Redundant calculations in python list comprehension?-CodePudding

I often run into this situation while coding in Python, and am not sure which is more performant. Suppose I have a list l = [3, 13, 6, 8, 9, 53], and I want to use a list comprehension to create a new list that subtracts off the minimum value so that the lowest number is zero. I could do:

[x - min(l) for x in l]

On the other hand, I could do:

min_val = min(l)
[x - min_val for x in l]

Is it true that the first option causes min(l) to run for new item in the list, while the second option only calculates the minimum value once? Potentially, if l is a very long list, this could be a significant performance difference? On the other hand, perhaps with a shorter list, the creation of a variable in option 2 results in some overhead?

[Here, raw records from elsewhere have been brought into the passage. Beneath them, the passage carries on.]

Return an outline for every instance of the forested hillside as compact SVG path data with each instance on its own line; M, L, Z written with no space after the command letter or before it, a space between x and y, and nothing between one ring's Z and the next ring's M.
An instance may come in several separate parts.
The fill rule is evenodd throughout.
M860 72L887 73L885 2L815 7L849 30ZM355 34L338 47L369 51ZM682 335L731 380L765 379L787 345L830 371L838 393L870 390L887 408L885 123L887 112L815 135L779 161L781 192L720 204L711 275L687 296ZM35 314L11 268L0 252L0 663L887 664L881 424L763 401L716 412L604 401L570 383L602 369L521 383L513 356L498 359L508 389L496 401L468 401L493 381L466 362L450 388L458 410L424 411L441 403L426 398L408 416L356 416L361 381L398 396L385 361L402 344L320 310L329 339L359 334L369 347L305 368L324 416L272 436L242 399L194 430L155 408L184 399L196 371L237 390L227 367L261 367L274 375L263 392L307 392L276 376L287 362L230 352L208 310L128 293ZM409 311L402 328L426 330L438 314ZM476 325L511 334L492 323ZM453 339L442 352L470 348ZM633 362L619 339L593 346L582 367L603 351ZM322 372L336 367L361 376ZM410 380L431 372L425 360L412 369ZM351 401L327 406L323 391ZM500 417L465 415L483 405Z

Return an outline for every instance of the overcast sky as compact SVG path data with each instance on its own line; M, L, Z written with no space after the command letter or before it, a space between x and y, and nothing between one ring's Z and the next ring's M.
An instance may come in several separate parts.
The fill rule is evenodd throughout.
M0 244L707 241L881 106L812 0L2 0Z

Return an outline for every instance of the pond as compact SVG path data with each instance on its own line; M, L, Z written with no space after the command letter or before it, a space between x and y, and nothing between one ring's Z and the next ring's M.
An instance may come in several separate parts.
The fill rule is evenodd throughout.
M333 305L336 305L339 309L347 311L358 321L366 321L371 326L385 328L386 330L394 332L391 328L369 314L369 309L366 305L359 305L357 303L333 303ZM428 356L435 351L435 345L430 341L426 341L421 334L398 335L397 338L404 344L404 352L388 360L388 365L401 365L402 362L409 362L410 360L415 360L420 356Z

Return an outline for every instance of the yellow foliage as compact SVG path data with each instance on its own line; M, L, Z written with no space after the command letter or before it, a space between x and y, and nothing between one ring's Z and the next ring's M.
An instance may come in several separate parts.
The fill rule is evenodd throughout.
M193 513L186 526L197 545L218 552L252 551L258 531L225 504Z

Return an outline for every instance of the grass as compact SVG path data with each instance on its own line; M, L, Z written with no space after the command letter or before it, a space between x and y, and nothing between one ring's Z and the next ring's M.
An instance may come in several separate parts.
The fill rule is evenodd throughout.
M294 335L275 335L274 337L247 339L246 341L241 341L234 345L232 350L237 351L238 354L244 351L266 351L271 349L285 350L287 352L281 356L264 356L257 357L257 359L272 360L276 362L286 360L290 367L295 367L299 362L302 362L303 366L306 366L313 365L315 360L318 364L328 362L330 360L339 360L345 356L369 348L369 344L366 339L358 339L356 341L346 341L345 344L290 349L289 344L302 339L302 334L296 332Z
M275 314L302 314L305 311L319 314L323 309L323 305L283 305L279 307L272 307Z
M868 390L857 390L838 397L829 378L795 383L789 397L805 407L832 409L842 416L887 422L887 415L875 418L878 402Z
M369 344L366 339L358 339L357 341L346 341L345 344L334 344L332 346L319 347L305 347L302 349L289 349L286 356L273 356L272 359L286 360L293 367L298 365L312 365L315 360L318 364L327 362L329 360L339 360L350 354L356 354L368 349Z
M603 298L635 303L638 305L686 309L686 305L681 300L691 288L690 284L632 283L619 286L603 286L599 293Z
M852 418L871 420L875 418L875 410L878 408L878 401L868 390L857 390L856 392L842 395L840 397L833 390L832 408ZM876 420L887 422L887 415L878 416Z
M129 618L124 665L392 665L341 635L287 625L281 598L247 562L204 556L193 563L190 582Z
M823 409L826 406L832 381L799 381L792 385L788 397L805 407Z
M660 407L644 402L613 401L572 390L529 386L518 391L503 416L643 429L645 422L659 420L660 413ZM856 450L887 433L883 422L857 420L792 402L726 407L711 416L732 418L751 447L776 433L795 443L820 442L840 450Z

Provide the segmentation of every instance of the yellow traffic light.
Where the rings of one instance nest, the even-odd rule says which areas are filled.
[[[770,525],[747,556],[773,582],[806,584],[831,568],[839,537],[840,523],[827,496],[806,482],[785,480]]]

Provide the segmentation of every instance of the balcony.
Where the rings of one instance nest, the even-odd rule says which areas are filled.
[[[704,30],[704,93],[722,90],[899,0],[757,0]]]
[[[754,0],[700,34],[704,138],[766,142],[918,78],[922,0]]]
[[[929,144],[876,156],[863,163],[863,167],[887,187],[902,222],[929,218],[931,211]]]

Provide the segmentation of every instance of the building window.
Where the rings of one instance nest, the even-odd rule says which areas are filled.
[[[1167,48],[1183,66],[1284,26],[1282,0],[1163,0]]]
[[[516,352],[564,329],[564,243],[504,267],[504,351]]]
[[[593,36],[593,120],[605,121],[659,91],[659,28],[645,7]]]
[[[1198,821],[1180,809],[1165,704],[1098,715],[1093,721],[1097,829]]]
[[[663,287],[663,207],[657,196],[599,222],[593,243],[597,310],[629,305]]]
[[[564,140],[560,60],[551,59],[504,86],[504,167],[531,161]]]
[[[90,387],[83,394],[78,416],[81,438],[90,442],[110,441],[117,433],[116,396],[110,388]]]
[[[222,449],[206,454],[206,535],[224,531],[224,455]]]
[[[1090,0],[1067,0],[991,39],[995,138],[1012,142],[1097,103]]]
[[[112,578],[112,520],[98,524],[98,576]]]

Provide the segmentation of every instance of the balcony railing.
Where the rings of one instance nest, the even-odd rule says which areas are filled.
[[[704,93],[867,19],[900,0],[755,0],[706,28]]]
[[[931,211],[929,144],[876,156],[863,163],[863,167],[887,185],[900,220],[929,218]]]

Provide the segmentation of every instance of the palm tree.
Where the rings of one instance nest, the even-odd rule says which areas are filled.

I guess my question is: how much of a difference does this make? I find the first option cleaner and more compact, but don't know if that comes at a performance cost.

Relatedly, is there any performance difference between:

new_list = []
for x in l:
    new_list.append(x ** 2)

and:

new_list = [x ** 2 for x in l]

Does the latter directly translate into the former, or is there a difference in what goes on under the hood?

CodePudding user response：

There is this really cool module called timeit ... with wich you can ... timeit. Don't ask, measure:

import timeit


def a():
    l = list(range(100))[::-1]
    return [x - min(l) for x in l]

def b():
    l = list(range(100))[::-1]
    min_val = min(l)
    return [x - min_val for x in l]



# do 100 calls to the given function, average results to avoid
# caching mishaps
print("min inside list comp: ", timeit.timeit(a, number=100))
print("min outside list comp:", timeit.timeit(b, number=100))

Output:

min inside list comp:  0.008259299998826464
min outside list comp: 0.0010576999993645586

See How to use timeit module

CodePudding user response：

I prefer the timeit calls from the commandline in this case as this problem isn't too complicated:

$ python -m timeit --setup "x = [i for i in range(1000)]" "[i - min(x) for i in x]"
50 loops, best of 5: 8.07 msec per loop
$ python -m timeit --setup "x = [i for i in range(1000)]" "y = min(x);[i - y for i in x]"
10000 loops, best of 5: 36.8 usec per loop

Where you can see very clearly that there is a tremendous benefit to storing the minimum value before the list comprehension.

CodePudding user response：

Yes, min(l) will be called for every iteration in the list comprehension. You can test this using your own function, as @jarmod has mentioned.

Yes, this will add complexity compared to storing it in a variable, because min(l) is O(n). That makes your code with the method call inside comprehension O(n^2) vs just O(n) if you store it in a variable beforehand.

And yes, the other example (list comprehension vs append) is equivalent, as shown in the docs.

CodePudding user response：

It has a very large impact, you can run this quick test to see for yourself:

from datetime import datetime as dt
now = dt.now
l = []

#create list
for i in range(20000):
    l.append(i)

#mark time
print(str(now().time()))

#save min first
min_val = min(l)
new = [x - min_val for x in l]

#mark time
print(str(now().time()))

#do min() each time
[x - min(l) for x in l]

#mark time
print(str(now().time()))

Output:

15:17:38.392065
15:17:38.393058
15:17:40.592543

The first ran instantly and the second took over two seconds and that is only for 20,000 items.

So practically a large difference even though it would be expected due to the change in time complexity. (O(n) to O(n^2))

CodePudding user response：

import time
from functools import lru_cache

l = [i for i in range(10000)]
min_val = min(l)

def f1():
    min_l = [x - min(l) for x in l]


def f2():
    min_l = [x - min_val for x in l]


@lru_cache
def lru_min(x):
    return min(x)

if __name__ == '__main__':
    start_time = time.time()
    f1()
    print("--- f1 runs in %s seconds ---" % (time.time() - start_time))
    start_time = time.time()
    f2()
    print("--- f2 runs in %s seconds ---" % (time.time() - start_time))

This code results in

--- f1 runs in 0.7290558815002441 seconds ---
--- f2 runs in 0.0003840923309326172 seconds ---